They barely looked tired. They had so many bags. And animals. And children. They smiled and some cried and some stared. But all were welcomed home. Last night a small group of us from Chizuk Amuno went out to BWI to welcome home our servicemen and women. We have been going about once a month for the past year.
The flight we met had 357 troops on board, mostly service people but also their husbands and wives and children. They had begun their journey 36 hours earlier in Afghanistan, with stops along the way in Bagdad Iraq, Aviano Italy, Ramstein Germany and one other place I’ve forgotten until they finally arrived to us in Baltimore.

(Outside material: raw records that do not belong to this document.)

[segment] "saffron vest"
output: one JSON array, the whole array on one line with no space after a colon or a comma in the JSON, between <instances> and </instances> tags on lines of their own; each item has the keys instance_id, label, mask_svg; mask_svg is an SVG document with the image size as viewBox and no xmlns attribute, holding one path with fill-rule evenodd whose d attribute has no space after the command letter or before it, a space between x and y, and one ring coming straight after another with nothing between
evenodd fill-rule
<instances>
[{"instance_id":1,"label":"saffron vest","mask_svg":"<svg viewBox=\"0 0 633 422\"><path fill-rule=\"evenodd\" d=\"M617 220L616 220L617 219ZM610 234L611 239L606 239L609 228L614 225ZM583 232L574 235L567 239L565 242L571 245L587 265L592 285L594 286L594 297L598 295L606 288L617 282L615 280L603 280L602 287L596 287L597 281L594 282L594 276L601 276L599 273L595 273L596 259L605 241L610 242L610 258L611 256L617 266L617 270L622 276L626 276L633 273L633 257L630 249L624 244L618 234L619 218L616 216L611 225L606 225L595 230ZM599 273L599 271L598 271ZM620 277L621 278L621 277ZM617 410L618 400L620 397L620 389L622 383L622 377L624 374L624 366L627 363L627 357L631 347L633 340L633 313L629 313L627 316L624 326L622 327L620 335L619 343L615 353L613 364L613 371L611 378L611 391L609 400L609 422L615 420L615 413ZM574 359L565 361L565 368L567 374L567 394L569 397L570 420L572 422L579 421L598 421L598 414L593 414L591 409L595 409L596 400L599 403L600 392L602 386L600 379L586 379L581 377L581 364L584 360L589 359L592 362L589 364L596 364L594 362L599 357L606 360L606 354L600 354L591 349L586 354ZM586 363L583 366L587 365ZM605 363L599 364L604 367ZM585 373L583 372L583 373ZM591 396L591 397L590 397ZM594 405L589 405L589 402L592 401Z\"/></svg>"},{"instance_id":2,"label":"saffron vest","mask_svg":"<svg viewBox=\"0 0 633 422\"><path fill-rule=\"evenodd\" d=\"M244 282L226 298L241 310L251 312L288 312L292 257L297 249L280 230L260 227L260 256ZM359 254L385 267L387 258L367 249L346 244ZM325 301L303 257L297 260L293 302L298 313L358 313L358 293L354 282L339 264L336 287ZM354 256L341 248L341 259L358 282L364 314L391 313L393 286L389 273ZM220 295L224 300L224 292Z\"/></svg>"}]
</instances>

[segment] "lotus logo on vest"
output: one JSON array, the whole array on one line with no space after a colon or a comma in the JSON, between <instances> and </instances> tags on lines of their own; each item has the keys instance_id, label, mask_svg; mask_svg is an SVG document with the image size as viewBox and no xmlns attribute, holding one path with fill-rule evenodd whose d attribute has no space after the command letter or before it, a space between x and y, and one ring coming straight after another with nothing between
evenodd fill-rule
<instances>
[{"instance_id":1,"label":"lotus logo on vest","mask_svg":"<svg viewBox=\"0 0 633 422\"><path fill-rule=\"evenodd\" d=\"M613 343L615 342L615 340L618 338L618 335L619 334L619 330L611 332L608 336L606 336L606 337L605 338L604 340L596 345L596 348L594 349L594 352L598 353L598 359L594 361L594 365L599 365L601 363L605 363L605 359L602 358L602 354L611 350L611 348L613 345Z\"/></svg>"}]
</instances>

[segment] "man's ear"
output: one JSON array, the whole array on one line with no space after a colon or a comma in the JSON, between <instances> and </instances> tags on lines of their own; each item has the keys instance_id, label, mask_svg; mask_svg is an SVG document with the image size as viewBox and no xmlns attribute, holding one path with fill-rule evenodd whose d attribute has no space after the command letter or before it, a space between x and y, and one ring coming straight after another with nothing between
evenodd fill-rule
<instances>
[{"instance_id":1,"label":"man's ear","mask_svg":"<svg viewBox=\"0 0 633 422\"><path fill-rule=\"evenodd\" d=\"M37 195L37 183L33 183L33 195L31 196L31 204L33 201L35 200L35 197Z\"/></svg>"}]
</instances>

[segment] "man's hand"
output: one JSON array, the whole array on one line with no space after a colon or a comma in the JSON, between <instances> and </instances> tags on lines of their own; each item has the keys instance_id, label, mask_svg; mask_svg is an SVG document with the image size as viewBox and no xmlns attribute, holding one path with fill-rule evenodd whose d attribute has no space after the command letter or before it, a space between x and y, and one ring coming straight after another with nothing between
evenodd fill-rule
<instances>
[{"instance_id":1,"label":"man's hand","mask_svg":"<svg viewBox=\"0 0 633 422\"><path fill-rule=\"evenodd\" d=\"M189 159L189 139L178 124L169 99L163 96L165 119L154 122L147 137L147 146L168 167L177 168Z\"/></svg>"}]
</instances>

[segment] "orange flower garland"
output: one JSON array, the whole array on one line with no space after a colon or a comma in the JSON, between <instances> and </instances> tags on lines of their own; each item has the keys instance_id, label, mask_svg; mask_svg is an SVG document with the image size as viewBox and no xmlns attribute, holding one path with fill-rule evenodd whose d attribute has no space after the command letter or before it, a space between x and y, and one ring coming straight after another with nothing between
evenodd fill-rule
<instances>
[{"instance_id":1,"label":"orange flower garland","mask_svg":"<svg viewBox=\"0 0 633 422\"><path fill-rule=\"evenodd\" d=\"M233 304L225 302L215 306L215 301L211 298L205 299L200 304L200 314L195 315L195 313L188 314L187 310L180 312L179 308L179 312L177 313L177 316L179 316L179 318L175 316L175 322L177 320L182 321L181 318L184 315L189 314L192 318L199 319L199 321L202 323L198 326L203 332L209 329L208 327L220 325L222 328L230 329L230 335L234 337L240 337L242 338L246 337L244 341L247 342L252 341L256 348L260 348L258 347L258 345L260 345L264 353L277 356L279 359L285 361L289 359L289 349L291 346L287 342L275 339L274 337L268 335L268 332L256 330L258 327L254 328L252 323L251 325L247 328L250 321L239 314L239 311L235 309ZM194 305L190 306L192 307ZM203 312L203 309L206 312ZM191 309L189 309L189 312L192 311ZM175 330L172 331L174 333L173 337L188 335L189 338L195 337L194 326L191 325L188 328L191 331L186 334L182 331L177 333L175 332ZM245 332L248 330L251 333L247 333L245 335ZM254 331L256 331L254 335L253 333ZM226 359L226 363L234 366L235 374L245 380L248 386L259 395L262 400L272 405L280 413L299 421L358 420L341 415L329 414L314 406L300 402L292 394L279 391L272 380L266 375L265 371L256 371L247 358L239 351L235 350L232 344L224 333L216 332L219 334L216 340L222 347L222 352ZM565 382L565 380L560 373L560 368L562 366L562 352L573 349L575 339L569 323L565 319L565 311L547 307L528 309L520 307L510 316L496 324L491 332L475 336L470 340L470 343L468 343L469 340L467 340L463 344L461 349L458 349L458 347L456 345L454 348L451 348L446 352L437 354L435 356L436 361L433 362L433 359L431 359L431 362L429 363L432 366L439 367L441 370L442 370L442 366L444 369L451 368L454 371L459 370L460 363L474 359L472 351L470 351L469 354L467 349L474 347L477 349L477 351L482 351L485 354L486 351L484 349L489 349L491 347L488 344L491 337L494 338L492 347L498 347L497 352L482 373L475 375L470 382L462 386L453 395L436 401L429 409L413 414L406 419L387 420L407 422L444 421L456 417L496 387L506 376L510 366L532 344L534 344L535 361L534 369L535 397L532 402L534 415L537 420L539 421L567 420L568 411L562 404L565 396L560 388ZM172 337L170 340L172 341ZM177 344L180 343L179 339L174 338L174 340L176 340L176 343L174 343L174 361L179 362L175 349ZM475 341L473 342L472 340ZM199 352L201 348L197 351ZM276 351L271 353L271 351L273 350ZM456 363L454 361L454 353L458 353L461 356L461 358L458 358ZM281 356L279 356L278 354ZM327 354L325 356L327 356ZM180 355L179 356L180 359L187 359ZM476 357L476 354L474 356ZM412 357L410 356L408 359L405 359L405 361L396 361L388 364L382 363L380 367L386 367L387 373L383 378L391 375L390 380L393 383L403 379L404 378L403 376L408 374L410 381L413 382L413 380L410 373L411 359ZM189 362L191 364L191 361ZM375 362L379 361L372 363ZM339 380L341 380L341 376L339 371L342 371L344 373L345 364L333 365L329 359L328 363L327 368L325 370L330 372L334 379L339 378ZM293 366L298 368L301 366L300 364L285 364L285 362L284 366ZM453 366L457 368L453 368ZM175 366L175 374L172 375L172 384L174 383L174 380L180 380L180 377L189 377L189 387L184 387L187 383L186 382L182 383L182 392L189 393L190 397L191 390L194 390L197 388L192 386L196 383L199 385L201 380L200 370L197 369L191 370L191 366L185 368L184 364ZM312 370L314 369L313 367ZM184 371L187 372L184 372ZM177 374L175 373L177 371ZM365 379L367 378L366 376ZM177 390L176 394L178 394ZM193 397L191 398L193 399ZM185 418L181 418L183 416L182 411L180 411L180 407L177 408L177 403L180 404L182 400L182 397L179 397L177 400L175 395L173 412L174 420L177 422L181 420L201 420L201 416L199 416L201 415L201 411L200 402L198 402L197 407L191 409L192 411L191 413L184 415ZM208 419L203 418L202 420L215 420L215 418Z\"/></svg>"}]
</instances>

We did what we always do – we gave out goodie bags, we cheered, we shook hands, we said thank you, and we cried. Even after doing this many times I am still moved to tears when I see children reunited with their parents and parents reunited with their children after long deployments. Another parent who joined me last night said she was struck to greet these young people and realize that some of them were only five years older than her own child. It is a sobering and powerful realization.
In my tefila class yesterday we spoke about bringing our emotional selves to prayer. One woman shared that she wasn’t sure it was prayer per se, but that every day she enumerates her blessings and says thank you. Last night each thank you indeed felt like a prayer – for keeping our troops safe and bringing them home to loved ones and that all of our military personnel might one day soon enjoy that blessing.
It is a wonderful experience to greet our troops and express gratitude to them for their service to us and our country, I hope you’ll join me out at BWI another time.